第11話 聖女様の料理 2
「完成ー!」
「おー!!」
「私の中ではすっごい自信作ですっ!」
「いや、うん! 本当にすごいね!」
両手を腰において、「ふんすっ」とでもなにか効果音なくらいの鼻息をたてて自慢してくる。
でも、自慢してきているのに、まったく苛立たない。だって本当に素人の僕でも凄さが分かるほど……きれい? っていうかそんなふうにすごい! ってなる感じで……!(語彙力皆無)
それに、一生懸命料理をしている東雲さんの姿とか過程とかを見ていたか。
そしてなにより……さっきの自慢してくるその姿が可愛いっ!
だから、こんな可愛い東雲に苛つく理由なんて、この世には……いや、どんな世でもどこにも存在しないんだよっ!
「じゃあ、僕はパスタをお皿に分けたり机に並べたりしておくから、今の間に手を洗ったりしといて」
「あっ、ありがとうございます」
「どういたしまして。……じゃあ早速お皿に分けるか。

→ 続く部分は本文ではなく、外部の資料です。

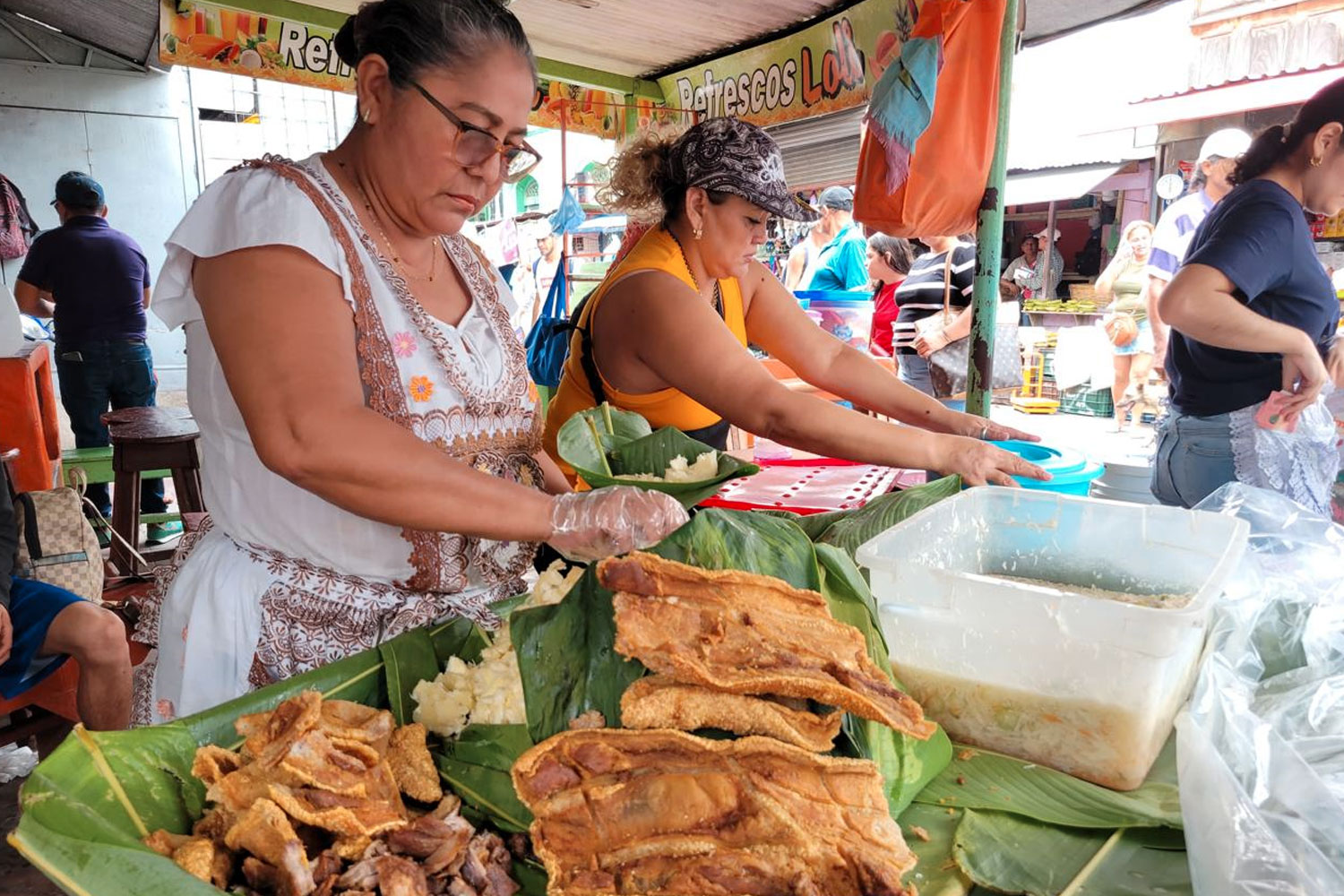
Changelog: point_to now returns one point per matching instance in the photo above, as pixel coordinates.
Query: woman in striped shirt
(921, 296)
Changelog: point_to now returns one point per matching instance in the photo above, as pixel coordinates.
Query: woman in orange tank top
(666, 333)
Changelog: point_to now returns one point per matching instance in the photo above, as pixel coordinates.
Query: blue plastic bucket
(1072, 471)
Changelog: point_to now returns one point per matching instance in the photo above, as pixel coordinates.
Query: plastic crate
(1086, 402)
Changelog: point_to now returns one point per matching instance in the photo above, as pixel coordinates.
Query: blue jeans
(99, 375)
(1193, 457)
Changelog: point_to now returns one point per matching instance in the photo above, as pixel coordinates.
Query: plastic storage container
(847, 316)
(1045, 672)
(1072, 471)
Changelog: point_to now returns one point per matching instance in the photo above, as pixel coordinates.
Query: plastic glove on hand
(590, 525)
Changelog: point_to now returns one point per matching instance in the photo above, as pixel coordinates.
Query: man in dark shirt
(94, 281)
(42, 625)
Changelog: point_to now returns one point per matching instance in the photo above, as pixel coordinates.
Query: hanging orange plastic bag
(951, 161)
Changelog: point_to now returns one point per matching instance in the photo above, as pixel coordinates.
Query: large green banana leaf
(908, 764)
(604, 444)
(1005, 848)
(86, 806)
(849, 530)
(562, 681)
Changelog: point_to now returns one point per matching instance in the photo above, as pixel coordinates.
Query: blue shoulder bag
(548, 341)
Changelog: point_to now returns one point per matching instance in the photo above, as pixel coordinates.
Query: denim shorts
(1142, 343)
(1193, 457)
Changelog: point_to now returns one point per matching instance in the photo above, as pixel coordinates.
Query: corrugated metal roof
(623, 37)
(1254, 47)
(125, 29)
(629, 38)
(1050, 19)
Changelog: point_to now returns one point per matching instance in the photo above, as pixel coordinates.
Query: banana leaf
(1012, 855)
(849, 530)
(604, 444)
(854, 528)
(988, 780)
(86, 806)
(408, 659)
(569, 664)
(937, 874)
(908, 763)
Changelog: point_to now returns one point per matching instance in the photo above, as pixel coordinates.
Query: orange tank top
(656, 250)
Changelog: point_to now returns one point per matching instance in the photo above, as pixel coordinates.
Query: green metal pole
(989, 236)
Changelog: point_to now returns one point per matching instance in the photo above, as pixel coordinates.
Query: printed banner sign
(242, 42)
(825, 67)
(253, 43)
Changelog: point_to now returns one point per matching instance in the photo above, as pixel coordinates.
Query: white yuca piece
(488, 692)
(680, 470)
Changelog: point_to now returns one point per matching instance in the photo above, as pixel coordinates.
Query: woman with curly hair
(1254, 319)
(1128, 325)
(666, 333)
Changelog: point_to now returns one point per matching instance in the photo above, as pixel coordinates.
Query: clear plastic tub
(1053, 673)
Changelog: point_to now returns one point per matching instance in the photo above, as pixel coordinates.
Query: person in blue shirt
(42, 626)
(843, 263)
(1253, 314)
(93, 280)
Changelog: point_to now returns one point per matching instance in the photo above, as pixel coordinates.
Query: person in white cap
(1176, 228)
(1035, 285)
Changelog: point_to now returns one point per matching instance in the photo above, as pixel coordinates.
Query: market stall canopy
(1048, 19)
(602, 223)
(601, 43)
(1055, 185)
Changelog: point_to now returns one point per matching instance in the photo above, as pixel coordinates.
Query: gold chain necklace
(392, 250)
(718, 293)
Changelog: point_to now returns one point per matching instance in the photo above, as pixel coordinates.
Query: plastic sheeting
(1261, 747)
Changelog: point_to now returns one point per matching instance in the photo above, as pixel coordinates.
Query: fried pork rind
(314, 761)
(325, 778)
(203, 858)
(400, 877)
(265, 831)
(663, 813)
(346, 721)
(360, 818)
(271, 734)
(238, 790)
(749, 634)
(352, 848)
(659, 702)
(166, 844)
(215, 823)
(212, 763)
(413, 767)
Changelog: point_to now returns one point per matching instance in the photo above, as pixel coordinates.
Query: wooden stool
(144, 440)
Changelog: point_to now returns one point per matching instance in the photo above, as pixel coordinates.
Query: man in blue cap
(843, 263)
(94, 282)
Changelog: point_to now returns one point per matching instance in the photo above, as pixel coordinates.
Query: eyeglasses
(476, 145)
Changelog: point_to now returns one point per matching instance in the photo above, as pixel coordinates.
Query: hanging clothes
(951, 163)
(16, 225)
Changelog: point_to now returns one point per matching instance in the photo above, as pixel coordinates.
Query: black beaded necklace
(718, 292)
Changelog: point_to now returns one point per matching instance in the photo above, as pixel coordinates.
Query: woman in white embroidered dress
(371, 461)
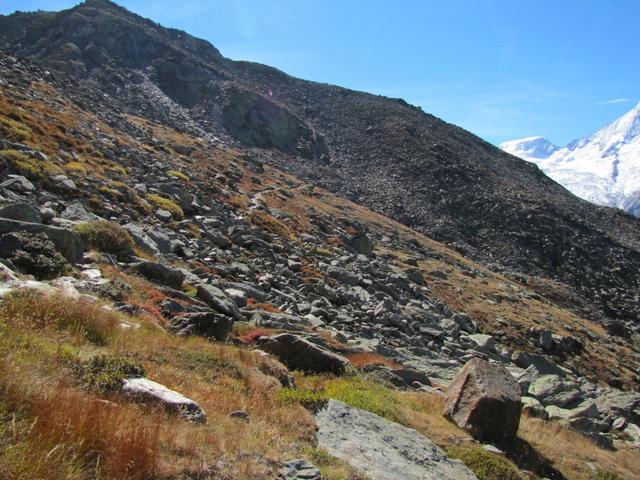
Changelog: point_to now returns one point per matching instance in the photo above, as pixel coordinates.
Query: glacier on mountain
(603, 168)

……よっと」
そして、僕はパスタをお皿に華麗に分け……られずに、「……あれ、ちょっと僕のが多いような気がする……。……次は東雲さんの方が多い。……あっ、減らしすぎた! 東雲さんのが少なくなってる……。」などと苦労しながらも、なんとかお皿に分けることができた。
その後、僕がちょうど机に晩ごはんを置いたとき、手を洗っていた東雲さんが戻ってきた。
「ありがとうございます! じゃあ、冷めるといけないですし、美味しく食べられないかもしれないですし、早速いただいましょう!」
「そうだね」
「「いただきます!」」
そして、フォークをパスタにさしてくるくると回して絡め取り、僕の口へ運ぶ。
「おいしい……!」
「本当に! 自分でいうのも何なんですけど、すごい美味しいです。前回のと比べても上手に出来ています!」
「うん!」
僕は、なにも面白いことなんてないだろうに、なぜか笑ってしまった。……というか、笑いたくなった。……よくわからないけど、笑顔でいたかったのかな?
美味しいものを食べたとき、美味しいって言う気でもなかったのについ言っちゃうこととか、笑顔になっちゃうこととか、本当にあるんだな……!
そして、美味しさのあまり、勢いよく食べてしまい、5分後くらいには僕の前には空のお皿しか存在しなかった。
「ごちそうさまでした。本当に美味しかったよ。もうちょっと食べたかったなー……!」
「お粗末様です。そう言ってもらえて嬉しいです!」
そのあとに、僕でもお皿洗いくらいはできるという事で、2人でお皿洗いをすることにした。ちなみに分担は、東雲さんがお皿を洗って、僕がそれを拭くというもの。
洗う姿をみせようとカッコつけようとしていた僕が恥ずかしい……。
でも、それにしても……
いや、言わないほうがいいか。言う方も言われるほうも恥ずかしいし……。
「そういえば、このお皿洗いを2人で分担でやる作業って、なにか新婚夫婦みたいですよね」
「……あぁ、うん。そう、だね……」
東雲さんっ! 僕が僕のためでもあるけど、なにより東雲さんのためにも言わないでおいたのに、なんで本人が言っちゃうかな!?
でも、新婚さんみたいとか言って、東雲さんは恥ずかしくないのかな? 僕だったら絶対に顔赤くなると思うよ。さすが東雲さ……
「えっ……ちょっ……私、なんて言いました?」
「えーっと……」
……あっ……これは、多分東雲さんは自分の思ったことをなにも考えずに言っちゃって、今になって気付いた…パターンだ……。
「いや、ふ……深い意味は……別にないですからね!?」
「あ……うん……知ってる……知ってるから!!!」
僕もなんだけど……でも、東雲さんもいろいろとドジっ子なんだな……。そういうところも……kawaii!
「…………。」
「…………。」
まぁ、kawaii! だなんて思っても、恥ずかしいから口に出せるわけがない。このお皿洗いはほとんど沈黙状態で終わったのだった。
そして、この部屋が汚れているということで、お皿洗いのあとに掃除をすることになった。ちなみに、その掃除による結果の変わりっぷりは、ビフォーアフターのテレビに出せるほどじゃない? まぁ、分かんないけど。
でも、僕からしたらビフォーアフターよりもすごいんじゃない? ちょっと言い過ぎかもしれないけど……、でも、東雲さんがしたってだけでそうなるよね。ね……ね? ね?
そんなことを考えながら、僕は東雲さんの隣に立ち、部屋の変わりっぷりを眺めていたのだった。